Nos controladores de elite, os reservatórios virais (vermelho) ficam em desertos de genes (brancos), enquanto nos outros firam em genes ativos (cinza) (Foto:  Ragon Institute of MGH, MIT and Harvard)
Nos controladores de elite, os reservatórios virais (vermelho) ficam em desertos de genes (brancos), enquanto nos outros firam em genes ativos (cinza) (Foto: Ragon Institute of MGH, MIT and Harvard)

“Esse posicionamento de genomas virais em controladores de elite é altamente atípico, pois na grande maioria das pessoas que vivem com HIV-1, o HIV está localizado nos genes humanos ativos, onde os vírus podem ser facilmente produzidos”, disse Yu, em comunicado.

Quando os autores coletaram células de controladores de elite e as infectaram com HIV em laboratório, eles encontraram o vírus integrado a sítios ativos nos genomas celulares, não nos desertos de genes.
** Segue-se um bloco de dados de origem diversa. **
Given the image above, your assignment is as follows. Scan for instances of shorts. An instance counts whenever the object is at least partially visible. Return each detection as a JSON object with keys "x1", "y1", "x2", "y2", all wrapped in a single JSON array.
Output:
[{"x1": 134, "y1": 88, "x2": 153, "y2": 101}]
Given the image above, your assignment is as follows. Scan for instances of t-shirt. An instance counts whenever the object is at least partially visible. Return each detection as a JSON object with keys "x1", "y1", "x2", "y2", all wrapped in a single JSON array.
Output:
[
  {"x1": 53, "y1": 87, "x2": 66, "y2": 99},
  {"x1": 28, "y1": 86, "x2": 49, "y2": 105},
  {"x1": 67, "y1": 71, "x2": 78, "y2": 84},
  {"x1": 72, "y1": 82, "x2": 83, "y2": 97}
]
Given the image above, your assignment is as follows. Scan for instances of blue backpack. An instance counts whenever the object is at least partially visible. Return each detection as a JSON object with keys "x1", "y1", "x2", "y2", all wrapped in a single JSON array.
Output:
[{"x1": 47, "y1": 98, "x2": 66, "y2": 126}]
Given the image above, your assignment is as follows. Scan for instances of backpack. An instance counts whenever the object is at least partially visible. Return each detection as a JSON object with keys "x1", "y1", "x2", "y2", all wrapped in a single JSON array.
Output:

Logo, isso sugere que o “superpoder” é resultado da resposta de células T supressoras, que eliminam o RNA viral das regiões ativas.

Um caso especial

Entre os voluntários do estudo, um caso chama atenção: o de Loreen Willenberg, diagnosticada com HIV positivo em 1992. Segundo a revista Science, ela nunca fez uso de antirretrovirais e se manteve saudável até hoje. Na pesquisa, foi a que apresentou os níveis mais baixos de genes intactos do HIV e, mesmo assim, eles demonstraram ser incapazes de gerar a replicação viral.

Willenberg tem seus níveis sanguíneos de HIV monitorados há 24 anos e apenas uma vez apresentou replicação viral detectável, quando teve uma gripe. “Se houvesse uma forma de esse estado único de controle natural da infecção ser compreendido e então traduzido para indivíduos que não controlam espontaneamente o HIV, é o que eu faria”, disse a mulher à Science.

Novos caminhos

Como explicou Yu, se os pesquisadores forem capazes de identificar quais reservatórios virais podem realizar cópias do vírus uma vez que o uso de ARVs é interrompido, isso pode ajudar na criação de tratamentos mais eficazes. Será possível ativar o tipo de imunidade de células T que está presente em controladores de elite, alcançando uma cura funcional para a infecção.

“O que acontece com esses indivíduos pode lançar luz sobre a cura do HIV-1”, explicou Keith Hoots, diretor dos Institutos Nacionais de Saúde (EUA). “E também nos ajudar a entender como uma pessoa com HIV pode controlar o vírus e evitar comorbidades associadas a ele.”